Por Matheus Souza – Comunicador do Marola & Vendaval – Juventude, Educom e Justiça Climática
No dia 7 de novembro, o Mini Museu Caiçara e a sede da ACAJU (Associação Caiçara do Rio Juqueriquerê) abriram suas portas para uma visita especial. Com um enorme sorriso no rosto, o Mestre Caiçara Pedro Paes nos recebe na entrada, onde uma placa feita por ele mesmo em mosaico de conchas já anunciava o cuidado e o carinho com o território. O aroma de café coado se espalhava pelo ar, nos acolhendo junto às histórias que fluiam naturalmente na voz de seu Pedro.
Em 2024, o espaço recebeu o apoio do FUNBEA -Fundo Brasileiro de Educação Ambiental, o que possibilitou concretizar ações essenciais para a montagem e organização do Mini Museu Caiçara. Hoje, o local abriga um acervo diverso, composto por cerâmicas de artistas locais, quadros, esculturas e antigos instrumentos de pesca, cada item carregando um fragmento da história e do modo de vida caiçara.
Mais do que guardar objetos, o Mini Museu é um guardião das tradições e da memória viva do povo caiçara. Ali se preservam os saberes transmitidos de geração para geração, cultivando as memórias vivas do território às margens do Rio Juqueriquerê, que se adapta às mudanças ao longo dos anos.

FOTO: Pedro Rosa
Durante a visita, seu Pedro nos mostrou uma bacia exposta no museu, a mesma com a qual ele se banhava, ainda menino, nas águas do Juqueriquerê. O relato nos transporta para um tempo anterior ao encanamento e à chegada das redes de água em Caraguatatuba.
“O rio é o mesmo, o que mudou foi como a gente usa ele”
Além do acervo físico, o Mini Museu Caiçara tem se tornado um ponto de encontro de ricas trocas de oralidades, onde crianças, jovens e visitantes podem ouvir histórias sobre o modo de vida tradicional, as antigas técnicas de pesca, o manejo da canoa e os festejos populares da região. O espaço inspira novas gerações a reconhecerem o valor da cultura local e a importância de cuidar do meio ambiente que sustenta essa identidade.

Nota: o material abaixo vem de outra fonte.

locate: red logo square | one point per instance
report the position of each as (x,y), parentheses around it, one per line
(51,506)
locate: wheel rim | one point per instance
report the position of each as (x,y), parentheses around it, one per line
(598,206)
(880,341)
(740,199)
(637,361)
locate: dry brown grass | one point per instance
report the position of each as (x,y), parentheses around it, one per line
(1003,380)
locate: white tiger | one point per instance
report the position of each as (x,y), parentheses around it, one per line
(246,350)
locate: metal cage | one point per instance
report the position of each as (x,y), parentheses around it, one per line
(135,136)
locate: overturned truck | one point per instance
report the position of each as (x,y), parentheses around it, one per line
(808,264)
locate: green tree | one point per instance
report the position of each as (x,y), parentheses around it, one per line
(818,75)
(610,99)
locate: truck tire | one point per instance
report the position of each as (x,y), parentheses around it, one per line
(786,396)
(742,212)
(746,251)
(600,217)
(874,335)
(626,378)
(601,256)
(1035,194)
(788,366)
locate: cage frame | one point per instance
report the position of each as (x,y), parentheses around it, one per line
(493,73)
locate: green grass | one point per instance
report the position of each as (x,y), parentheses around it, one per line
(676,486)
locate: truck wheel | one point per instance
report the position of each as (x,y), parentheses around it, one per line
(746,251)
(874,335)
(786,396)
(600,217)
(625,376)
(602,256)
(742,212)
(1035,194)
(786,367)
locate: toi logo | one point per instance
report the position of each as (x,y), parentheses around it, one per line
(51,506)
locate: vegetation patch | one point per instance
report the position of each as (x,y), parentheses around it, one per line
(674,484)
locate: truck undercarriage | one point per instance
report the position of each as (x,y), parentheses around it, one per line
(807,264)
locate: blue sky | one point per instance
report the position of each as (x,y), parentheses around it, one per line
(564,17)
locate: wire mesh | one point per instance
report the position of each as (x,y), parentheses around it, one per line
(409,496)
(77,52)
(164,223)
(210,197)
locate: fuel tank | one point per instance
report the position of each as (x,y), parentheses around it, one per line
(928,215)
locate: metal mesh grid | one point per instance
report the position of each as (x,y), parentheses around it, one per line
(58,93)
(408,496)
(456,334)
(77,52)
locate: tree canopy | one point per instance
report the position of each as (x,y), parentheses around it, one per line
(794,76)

O trabalho de seu Pedro Paes e da ACAJU é também um ato de resistência cultural. Em meio às transformações urbanas e à perda de referências tradicionais, o Mini Museu se firma como um símbolo da memória viva do Juqueriquerê, lembrando que preservar a cultura caiçara é também preservar o equilíbrio entre natureza, território e comunidade. É um convite constante para olhar o rio, ouvir as histórias e compreender que cada objeto ali exposto carrega o tempo, o afeto e a sabedoria de um povo que ainda pulsa à beira d’água.